Nuove tensioni scuotono la maggioranza sulla Legge di Bilancio. Dopo aver parzialmente risolto il nodo sulla tassazione degli extraprofitti bancari, Forza Italia apre un inatteso fronte di scontro sul presunto definanziamento di 50 milioni di euro destinati a una tratta strategica della Metro C di Roma.
Il Vicepremier e Ministro degli Esteri, Antonio Tajani, ha lanciato un appello diretto ai colleghi di Governo Matteo Salvini (Ministro delle Infrastrutture) e Giancarlo Giorgetti (Ministro dell’Economia), chiedendo una decisa “marcia indietro”.
“Ripensateci, bisogna fare marcia indietro sul definanziamento per 50 milioni di euro della metro C di Roma”, ha tuonato Tajani. Rivolgendosi in particolare a Salvini, ha incalzato: “Siccome il ministro responsabile è Salvini, io mi auguro che segua questo argomento perché Roma è la capitale e ha bisogno di una metropolitana… evidentemente gli è sfuggita”.
La protesta è stata subito formalizzata dal capogruppo forzista alla Camera, Paolo Barelli, che in una nota ha definito il presunto definanziamento un “grave errore”. Barelli ha ricordato che la tratta in questione è “strategica per collegare i quadranti Nord-Ovest e Sud-Est di Roma e il centro della città, alla zona dei grandi impianti sportivi”.

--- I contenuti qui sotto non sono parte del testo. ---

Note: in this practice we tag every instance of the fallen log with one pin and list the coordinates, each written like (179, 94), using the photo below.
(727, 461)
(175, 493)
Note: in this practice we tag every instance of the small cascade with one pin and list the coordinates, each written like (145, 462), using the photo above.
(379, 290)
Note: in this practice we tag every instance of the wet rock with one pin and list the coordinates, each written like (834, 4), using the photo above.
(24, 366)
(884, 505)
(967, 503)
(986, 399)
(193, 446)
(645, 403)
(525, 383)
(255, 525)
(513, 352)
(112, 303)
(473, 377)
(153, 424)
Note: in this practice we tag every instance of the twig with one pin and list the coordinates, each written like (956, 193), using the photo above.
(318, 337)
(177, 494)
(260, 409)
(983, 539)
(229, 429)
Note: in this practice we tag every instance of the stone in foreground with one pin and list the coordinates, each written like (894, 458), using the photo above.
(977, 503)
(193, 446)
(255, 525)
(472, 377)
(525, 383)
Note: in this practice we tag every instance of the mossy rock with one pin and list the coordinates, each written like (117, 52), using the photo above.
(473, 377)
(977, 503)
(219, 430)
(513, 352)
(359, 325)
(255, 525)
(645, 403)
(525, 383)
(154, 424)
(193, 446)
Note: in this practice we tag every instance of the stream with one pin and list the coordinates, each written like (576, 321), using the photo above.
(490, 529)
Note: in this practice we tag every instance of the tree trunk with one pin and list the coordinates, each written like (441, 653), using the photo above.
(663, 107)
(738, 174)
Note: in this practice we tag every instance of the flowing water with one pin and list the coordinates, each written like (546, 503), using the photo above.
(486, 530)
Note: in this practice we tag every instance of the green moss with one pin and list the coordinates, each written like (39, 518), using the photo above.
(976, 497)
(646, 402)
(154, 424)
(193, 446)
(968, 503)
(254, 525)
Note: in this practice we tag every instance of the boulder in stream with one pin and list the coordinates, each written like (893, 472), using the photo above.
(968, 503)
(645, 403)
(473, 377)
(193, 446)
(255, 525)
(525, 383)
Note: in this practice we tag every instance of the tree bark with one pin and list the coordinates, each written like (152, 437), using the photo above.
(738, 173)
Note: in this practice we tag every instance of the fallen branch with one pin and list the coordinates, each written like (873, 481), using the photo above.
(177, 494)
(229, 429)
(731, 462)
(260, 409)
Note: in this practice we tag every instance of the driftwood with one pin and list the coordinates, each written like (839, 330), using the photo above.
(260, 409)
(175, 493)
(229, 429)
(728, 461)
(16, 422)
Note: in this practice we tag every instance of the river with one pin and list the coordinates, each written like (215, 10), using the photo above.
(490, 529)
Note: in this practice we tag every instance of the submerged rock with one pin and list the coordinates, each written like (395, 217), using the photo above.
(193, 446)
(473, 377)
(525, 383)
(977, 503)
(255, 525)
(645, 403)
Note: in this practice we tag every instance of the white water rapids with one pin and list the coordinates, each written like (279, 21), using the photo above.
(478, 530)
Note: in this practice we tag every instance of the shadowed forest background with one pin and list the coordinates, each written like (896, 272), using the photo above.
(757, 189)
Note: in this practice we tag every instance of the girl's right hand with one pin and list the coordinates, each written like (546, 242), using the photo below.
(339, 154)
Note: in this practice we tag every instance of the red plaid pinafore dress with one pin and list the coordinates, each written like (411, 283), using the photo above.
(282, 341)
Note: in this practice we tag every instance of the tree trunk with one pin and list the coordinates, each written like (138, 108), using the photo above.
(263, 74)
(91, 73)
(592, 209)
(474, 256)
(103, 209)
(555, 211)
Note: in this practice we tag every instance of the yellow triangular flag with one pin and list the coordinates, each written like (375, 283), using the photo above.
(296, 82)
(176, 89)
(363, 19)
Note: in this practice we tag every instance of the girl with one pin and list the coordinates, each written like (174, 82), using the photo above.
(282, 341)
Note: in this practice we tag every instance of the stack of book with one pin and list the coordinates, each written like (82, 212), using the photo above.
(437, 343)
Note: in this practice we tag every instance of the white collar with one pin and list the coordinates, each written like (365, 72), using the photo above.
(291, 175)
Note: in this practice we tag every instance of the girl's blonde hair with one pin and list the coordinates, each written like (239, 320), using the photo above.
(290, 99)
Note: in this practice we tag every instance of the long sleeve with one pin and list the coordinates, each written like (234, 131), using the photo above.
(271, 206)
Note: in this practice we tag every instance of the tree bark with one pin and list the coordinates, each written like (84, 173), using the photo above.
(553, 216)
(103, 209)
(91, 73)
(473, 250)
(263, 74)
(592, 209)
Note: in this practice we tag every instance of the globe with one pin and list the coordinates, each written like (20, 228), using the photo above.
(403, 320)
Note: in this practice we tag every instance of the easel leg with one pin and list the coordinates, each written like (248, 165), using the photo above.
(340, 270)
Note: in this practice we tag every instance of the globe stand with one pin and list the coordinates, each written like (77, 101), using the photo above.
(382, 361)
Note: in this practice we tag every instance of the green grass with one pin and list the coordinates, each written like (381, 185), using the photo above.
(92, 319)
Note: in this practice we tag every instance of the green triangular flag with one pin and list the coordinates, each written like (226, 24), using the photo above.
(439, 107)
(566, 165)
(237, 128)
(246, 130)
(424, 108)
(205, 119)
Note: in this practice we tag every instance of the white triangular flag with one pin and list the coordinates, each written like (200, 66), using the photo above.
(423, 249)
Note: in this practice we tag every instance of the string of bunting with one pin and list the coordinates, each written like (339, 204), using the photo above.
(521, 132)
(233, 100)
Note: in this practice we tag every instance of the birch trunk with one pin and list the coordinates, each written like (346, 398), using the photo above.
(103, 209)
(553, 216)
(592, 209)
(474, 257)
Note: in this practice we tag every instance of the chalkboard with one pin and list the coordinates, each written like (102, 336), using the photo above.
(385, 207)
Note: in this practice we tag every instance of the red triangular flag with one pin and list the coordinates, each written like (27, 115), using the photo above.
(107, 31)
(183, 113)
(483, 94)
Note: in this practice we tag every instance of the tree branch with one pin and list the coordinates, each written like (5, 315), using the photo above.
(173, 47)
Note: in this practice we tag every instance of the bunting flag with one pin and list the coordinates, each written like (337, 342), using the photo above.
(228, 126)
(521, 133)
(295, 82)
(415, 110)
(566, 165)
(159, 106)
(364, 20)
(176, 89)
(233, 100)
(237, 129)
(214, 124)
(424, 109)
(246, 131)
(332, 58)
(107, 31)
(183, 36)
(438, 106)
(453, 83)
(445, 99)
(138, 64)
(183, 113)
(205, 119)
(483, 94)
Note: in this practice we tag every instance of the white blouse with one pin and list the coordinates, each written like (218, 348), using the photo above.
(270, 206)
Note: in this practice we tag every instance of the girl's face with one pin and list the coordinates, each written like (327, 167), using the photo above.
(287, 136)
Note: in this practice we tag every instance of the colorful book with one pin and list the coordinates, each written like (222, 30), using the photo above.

Forza Italia annuncia battaglia in Parlamento: “Forza Italia, in Aula, si batterà ancora una volta perché questa parte della Metropolitana sia rifinanziata”. Gli azzurri lamentano, come già accaduto per l’aumento della cedolare secca sugli affitti brevi, l’inserimento della misura senza un confronto preventivo all’interno della coalizione.
La reazione della Lega è stata immediata e categorica, respingendo le accuse di Tajani. I deputati del Carroccio in commissione Trasporti hanno smentito categoricamente il taglio, definendo la notizia “infondata”.
“La manovra non prevede alcun taglio ai fondi per la Metro C. Le cifre citate da Tajani, 50 milioni di euro, non sono tagli, ma una semplice riprogrammazione di risorse,” hanno replicato i leghisti. “Contrariamente a quanto sostiene il ministro degli Esteri, questa operazione consente di utilizzare meglio le risorse, non di ridurle”. La Lega ha infine accusato Tajani di dichiarare il falso per puro “interesse politico ad attaccarci”.
Gli Altri “Paletti Azzurri” sulla Manovra
Il fronte Metro C si aggiunge ad altri “paletti azzurri” che Forza Italia non intende mollare in sede parlamentare:
- Cedolare Secca Affitti Brevi: Mantenimento della linea critica contro l’aumento della tassazione.
- Dividendi Holding: Richiesta di eliminazione dell’articolo 18 che, secondo il responsabile economico di FI, Maurizio Casasco, riscriverebbe la disciplina sui dividendi delle società controllate, comportando un aumento “abnorme” della tassazione Ires complessiva e rischiando una doppia tassazione che danneggerebbe gli investimenti e la competitività del sistema imprenditoriale italiano.